The corruption inquiry is laying the groundwork to question former deputy premier Nathalie Normandeau about ministerial meddling in construction contracts.
A longtime provincial bureaucrat said that he knows of about 50 instances in which government cabinet ministers used their discretionary powers in order to meddle in infrastructure contracts.
Yvan Dumont, Engineering Team Leader at Ministry of Municipal Affairs, told the Charbonneau Commission Tuesday that ministers used discretionary powers to change details of contracts already arranged by government administrators, 32 times under Liberal Nathalie Normandeau, as well as other times by Liberals Laurent Lessard and Jean-Marc Fournier as well as the PQ's André Boisclair.
"From the ministers we never received any explanation," said Dumont.
Generally the province pays about half of the cost of an infrastructure project but that could rise much higher if the minister wishes to be more generous.
Dumont said that the province was particularly generous in 2007, 2009 and 2010.
The Auditor General has long warned against abuses that could occur with the discretionary ministerial power and cited it as an issue in 1996.

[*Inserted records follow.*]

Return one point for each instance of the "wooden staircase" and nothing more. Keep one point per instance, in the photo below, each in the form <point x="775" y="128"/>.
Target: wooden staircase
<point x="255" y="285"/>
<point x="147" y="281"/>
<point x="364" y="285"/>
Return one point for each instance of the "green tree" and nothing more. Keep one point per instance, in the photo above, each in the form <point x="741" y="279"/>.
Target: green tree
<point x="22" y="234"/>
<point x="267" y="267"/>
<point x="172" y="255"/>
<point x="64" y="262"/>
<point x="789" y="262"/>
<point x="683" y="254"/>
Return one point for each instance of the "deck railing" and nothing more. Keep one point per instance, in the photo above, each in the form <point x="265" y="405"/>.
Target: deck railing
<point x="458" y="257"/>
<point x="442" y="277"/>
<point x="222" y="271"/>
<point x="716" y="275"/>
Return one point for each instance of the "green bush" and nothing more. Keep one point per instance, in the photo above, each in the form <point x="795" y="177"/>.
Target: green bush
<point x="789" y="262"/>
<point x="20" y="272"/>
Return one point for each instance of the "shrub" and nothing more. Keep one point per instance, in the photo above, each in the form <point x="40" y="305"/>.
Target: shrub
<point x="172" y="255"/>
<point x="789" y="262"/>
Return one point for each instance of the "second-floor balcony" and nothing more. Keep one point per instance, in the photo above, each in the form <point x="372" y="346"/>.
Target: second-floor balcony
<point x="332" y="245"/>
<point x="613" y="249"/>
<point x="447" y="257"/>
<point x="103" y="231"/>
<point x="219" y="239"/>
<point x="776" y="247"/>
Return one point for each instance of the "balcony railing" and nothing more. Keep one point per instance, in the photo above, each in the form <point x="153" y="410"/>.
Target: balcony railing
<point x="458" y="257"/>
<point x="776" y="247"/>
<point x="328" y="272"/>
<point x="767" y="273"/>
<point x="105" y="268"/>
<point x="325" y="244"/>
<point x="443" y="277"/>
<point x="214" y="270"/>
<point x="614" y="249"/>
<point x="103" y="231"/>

Subsequent governments continued with the practice nonetheless.
The inquiry cited an instance in which Liberal minister Laurent Lessard hiked its contribution from 66.66 percent to 80 percent to of the costs of a $10.8 million water facility in Grande-Rivière, Gaspé in 2009.
Dumont said that by its very nature, the system encourages overspending. “A municipality that anticipates getting funded at 95 percent will not make much effort to reduce the cost of a project.”
Normandeau fight came to attention of the Charbonneau commission when she authorized construction of a water treatment plan in Boisbriand against the recommendations of her staff.
Investigators from the Inquiry now suggest that Normandeau may have authorized the plant because of intense lobbying and fundraising efforts by the engineering firm that was responsible for the project.
Normandeau is expected to testify soon at the inquiry.